TIME’s Ishaan Tharoor writes, “Lost in a Cold War fog,” Thatcher supported Zia-ul-Haq’s “military government…helping prop up a South Asian generalissimo now seen as one of the chief architects of the Islamist radicalization of his country,” and adds, “under his watch, the Afghan mujahedin bloomed and the seeds of a new era of terrorist militancy were planted.” His rule was consistently consolidated and dissent silenced through torture and public executions.
During a visit to Pakistan in 1981, Thatcher hailed the dictator’s “courage and skill” and said she and other Western states “admire and support” his commitment to affirm “the right of the Afghan people to choose their own form of government in peace.” Clearly, since Pakistan wasn’t occupied by Soviets, Thatcher didn’t care much for the Pakistani peoples’ own rights to self-determination.

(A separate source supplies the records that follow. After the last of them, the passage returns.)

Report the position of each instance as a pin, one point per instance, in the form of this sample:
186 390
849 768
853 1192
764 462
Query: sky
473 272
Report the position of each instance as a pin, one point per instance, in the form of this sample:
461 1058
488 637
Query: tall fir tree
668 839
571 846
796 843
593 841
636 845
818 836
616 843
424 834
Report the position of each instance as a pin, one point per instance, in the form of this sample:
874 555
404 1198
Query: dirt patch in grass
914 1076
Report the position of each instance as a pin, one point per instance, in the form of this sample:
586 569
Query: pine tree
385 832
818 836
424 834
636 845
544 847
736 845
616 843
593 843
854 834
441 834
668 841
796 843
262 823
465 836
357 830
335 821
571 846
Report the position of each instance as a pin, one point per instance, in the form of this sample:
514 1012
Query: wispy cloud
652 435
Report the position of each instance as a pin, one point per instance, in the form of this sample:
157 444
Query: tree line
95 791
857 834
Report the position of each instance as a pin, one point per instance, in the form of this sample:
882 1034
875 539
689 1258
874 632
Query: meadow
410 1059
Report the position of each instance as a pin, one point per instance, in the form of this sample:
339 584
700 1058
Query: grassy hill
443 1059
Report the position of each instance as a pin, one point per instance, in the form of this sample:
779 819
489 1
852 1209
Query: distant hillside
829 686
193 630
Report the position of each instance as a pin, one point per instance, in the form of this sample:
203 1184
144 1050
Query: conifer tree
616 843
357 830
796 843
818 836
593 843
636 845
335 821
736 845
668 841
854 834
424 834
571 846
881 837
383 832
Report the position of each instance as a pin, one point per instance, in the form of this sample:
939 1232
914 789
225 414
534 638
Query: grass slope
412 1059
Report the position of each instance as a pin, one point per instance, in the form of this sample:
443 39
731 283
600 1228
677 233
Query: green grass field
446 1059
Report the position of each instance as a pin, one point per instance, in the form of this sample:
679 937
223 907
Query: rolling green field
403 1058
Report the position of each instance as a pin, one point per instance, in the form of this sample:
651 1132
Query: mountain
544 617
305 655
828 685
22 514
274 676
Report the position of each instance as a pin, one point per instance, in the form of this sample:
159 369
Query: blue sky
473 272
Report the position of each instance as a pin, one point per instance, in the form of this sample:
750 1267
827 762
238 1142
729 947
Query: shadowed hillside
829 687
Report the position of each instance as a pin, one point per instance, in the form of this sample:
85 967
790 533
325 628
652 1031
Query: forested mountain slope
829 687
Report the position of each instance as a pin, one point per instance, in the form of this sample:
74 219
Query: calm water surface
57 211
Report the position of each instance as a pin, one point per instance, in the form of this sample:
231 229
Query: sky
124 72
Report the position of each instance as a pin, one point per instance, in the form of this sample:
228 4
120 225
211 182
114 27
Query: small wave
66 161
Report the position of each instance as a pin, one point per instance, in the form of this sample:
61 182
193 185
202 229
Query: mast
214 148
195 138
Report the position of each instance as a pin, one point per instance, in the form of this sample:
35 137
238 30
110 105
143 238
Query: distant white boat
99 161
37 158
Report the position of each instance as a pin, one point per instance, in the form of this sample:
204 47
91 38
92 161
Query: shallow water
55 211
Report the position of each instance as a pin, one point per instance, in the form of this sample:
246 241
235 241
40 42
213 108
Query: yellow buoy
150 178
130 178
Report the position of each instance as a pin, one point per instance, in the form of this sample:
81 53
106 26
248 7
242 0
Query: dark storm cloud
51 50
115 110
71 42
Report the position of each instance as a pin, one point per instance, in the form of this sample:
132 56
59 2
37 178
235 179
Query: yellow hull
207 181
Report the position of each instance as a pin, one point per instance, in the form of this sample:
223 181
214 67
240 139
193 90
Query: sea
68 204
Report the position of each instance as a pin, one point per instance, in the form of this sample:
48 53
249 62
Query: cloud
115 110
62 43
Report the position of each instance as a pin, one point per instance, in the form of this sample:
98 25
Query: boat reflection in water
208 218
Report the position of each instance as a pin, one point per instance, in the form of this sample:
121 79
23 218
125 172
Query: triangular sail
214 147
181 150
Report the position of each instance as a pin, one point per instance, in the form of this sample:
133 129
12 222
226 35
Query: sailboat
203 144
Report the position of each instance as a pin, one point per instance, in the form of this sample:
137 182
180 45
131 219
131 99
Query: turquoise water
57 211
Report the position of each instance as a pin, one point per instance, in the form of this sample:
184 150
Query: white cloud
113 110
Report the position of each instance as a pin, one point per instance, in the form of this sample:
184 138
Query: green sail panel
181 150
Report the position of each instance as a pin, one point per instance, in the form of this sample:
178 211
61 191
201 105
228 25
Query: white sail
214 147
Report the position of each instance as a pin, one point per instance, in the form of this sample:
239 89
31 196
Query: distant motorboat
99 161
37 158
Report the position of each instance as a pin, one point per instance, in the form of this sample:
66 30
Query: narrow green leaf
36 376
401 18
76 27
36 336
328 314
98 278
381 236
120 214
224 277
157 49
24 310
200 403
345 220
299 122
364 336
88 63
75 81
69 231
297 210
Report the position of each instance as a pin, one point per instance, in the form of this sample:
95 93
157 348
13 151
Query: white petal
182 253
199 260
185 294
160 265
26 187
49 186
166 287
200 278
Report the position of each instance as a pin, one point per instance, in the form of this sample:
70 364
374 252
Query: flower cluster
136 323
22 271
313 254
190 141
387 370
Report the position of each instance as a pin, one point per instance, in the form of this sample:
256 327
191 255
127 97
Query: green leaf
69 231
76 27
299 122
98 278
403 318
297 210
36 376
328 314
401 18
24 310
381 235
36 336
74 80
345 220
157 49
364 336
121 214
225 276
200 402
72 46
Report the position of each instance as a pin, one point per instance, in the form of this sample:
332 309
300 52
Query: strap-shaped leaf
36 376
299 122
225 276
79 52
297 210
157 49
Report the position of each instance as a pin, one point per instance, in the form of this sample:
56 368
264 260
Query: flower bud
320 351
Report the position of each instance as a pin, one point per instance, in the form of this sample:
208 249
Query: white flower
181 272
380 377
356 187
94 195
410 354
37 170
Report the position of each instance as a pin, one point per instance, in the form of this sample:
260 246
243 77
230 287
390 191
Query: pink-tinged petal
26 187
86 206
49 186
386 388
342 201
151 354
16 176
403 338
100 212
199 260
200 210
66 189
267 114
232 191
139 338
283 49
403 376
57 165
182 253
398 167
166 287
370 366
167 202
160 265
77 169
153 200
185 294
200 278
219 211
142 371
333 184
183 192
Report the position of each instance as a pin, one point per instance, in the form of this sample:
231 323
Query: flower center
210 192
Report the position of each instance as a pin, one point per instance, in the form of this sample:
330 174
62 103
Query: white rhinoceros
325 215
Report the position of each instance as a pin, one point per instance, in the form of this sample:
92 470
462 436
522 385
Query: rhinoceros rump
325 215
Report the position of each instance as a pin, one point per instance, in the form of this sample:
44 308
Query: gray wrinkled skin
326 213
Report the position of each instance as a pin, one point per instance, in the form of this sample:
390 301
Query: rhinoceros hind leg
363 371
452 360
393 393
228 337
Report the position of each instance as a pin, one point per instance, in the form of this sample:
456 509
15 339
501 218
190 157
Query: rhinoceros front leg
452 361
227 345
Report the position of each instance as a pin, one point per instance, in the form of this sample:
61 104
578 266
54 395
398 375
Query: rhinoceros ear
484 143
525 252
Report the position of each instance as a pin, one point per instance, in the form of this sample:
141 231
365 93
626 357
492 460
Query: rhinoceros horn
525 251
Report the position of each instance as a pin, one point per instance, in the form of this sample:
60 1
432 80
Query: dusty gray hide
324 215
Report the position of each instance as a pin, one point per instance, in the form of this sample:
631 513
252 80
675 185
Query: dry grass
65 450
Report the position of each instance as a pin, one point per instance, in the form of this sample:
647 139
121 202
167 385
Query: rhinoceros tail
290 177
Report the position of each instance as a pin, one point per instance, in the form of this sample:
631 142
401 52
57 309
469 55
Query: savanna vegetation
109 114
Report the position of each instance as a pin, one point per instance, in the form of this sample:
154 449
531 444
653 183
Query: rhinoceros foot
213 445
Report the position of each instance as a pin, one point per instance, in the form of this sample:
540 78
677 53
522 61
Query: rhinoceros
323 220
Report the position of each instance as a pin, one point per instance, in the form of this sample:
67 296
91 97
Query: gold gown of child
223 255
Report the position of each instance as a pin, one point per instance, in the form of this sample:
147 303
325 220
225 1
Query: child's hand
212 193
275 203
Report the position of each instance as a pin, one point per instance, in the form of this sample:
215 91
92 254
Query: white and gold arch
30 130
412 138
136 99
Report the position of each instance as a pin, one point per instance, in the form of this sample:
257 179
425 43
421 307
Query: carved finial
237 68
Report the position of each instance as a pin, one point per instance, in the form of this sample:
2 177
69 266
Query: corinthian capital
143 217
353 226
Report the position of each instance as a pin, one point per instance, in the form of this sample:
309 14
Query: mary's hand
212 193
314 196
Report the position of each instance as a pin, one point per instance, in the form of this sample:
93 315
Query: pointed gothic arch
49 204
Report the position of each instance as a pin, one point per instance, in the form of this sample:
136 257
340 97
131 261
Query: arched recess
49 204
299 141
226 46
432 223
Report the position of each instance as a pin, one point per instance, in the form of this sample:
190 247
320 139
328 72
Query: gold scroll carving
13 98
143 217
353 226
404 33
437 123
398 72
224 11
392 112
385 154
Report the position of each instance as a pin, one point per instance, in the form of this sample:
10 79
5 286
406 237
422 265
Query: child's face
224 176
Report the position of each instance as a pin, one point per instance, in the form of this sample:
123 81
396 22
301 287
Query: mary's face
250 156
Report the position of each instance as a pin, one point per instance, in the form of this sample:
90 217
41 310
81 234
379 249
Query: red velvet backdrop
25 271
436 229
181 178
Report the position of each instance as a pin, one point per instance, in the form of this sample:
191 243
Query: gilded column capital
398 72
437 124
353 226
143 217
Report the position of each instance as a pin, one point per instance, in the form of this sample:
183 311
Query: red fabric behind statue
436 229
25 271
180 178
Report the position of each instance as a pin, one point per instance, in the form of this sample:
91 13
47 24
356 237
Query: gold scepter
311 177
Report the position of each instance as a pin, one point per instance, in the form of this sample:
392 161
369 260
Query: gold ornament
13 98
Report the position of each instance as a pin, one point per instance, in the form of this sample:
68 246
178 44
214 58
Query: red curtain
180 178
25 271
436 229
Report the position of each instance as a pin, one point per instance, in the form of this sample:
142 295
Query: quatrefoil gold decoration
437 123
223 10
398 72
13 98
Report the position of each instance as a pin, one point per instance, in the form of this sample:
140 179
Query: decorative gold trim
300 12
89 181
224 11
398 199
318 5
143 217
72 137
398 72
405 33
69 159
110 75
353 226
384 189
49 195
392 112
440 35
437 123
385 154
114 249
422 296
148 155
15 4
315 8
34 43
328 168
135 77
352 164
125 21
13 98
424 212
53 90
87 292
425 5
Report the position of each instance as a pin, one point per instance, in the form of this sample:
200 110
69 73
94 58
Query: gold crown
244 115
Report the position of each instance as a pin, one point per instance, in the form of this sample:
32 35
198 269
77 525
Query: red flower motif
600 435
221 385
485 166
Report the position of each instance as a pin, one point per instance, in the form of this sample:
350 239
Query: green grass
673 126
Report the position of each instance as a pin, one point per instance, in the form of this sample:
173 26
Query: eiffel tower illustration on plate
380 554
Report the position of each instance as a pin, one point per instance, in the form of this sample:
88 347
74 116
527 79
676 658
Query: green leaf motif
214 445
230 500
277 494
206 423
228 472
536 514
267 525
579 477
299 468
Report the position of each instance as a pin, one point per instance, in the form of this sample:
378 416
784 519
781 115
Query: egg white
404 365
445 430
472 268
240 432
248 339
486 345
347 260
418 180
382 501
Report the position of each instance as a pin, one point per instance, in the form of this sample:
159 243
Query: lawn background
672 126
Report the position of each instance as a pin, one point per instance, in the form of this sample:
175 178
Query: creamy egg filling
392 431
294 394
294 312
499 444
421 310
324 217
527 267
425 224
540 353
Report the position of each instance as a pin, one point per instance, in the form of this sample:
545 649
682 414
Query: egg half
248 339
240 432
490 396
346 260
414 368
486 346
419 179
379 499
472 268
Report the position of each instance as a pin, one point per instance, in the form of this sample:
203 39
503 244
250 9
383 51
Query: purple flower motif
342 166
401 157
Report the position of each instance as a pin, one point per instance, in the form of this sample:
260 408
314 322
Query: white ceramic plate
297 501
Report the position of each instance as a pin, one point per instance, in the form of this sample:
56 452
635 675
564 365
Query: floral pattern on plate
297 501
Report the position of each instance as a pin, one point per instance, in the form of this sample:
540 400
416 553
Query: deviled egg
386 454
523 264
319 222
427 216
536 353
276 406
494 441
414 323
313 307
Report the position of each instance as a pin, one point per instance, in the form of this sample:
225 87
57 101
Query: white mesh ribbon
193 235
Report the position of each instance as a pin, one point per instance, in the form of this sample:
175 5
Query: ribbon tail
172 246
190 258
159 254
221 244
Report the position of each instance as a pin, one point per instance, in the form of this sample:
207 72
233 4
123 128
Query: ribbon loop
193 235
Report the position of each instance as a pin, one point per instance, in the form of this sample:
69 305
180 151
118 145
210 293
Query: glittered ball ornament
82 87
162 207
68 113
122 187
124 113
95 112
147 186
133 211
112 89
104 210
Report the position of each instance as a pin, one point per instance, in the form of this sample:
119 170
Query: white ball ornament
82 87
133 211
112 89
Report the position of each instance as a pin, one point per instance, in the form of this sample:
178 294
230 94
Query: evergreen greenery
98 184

She pledged that Britain and Pakistan would “maintain a close and friendly relationship,” with her government “giving Pakistan practical support, and toasted the “health and happiness of His Excellency.”
Six years later, soon after the general had lifted martial law and granted himself even more presidential powers, Thatcher hosted him in London. She hailed “with great pleasure” the “remarkable strides” Pakistan had made under his rule, praised his “generosity” with regard to Afghan refugees, and wished Zia “every success in your great endeavours.”
“I believe that your courage, your strength and your persistence will have their reward and your example will be a lesson to the world,” Thatcher said. “[W]e are your friends and you are our friends.” She raised a glass to his health and “to the success of democracy in Pakistan and to the continuing and abiding friendship between our two countries.”
The very next year, Zia dissolved Pakistan’s National Assembly and dismissed his appointed Prime Minister Muhammad Khan Junejo for signing the Geneva Accords and not sufficiently supporting his continued Islamization projects.
In the midst of the bloody Indonesian occupation of East Timor, Thatcher visited genocidal Indonesian dictator General Suharto, praised Indonesia’s “agricultural and industrial development” and, although East Timorese had been killed, starved, disappeared and herded into “resettlement camps” as part of Suharto’s “encirclement and annihilation” campaign, dismissed allegations of human rights abuses, explaining that East Timor was none of Britain’s business and that Suharto himself has “assured me that the International Red Cross not only had access to East Timor, but was very welcome there.”
She told the press, “Trade brings us together and identifies our interests, and I am sure that trade between Indonesia and Britain will increase as a result of the very friendly and warm atmosphere created by my visit here. We are clearly the best of friends and there is no sounder basis on which to construct future collaboration.”
In 2008, veteran journalist John Pilger recalled that Thatcher referred to Suharto as, “One of our very best and most valuable friends,” and how, “[f]or three decades the south-east Asian department of the Foreign Office worked tirelessly to minimise the crimes of Suharto’s gestapo, known as Kopassus, who gunned down people with British-supplied Heckler & Koch machine guns from British-supplied Tactica ‘riot control’ vehicles.”
“A Foreign Office speciality was smearing witnesses to the bombing of East Timorese villages by British-supplied Hawk aircraft – until Robin Cook was forced to admit it was true. Almost a billion pounds in export credit guarantees financed the sale of the Hawks, paid for by the British taxpayer while the arms industry reaped the profit,” Pilger adds.
With this kind of record, it is clear that Thatcher’s constantly pledged support for “freedom and democracy” was really a violent, imperial campaign waged for free markets and domination.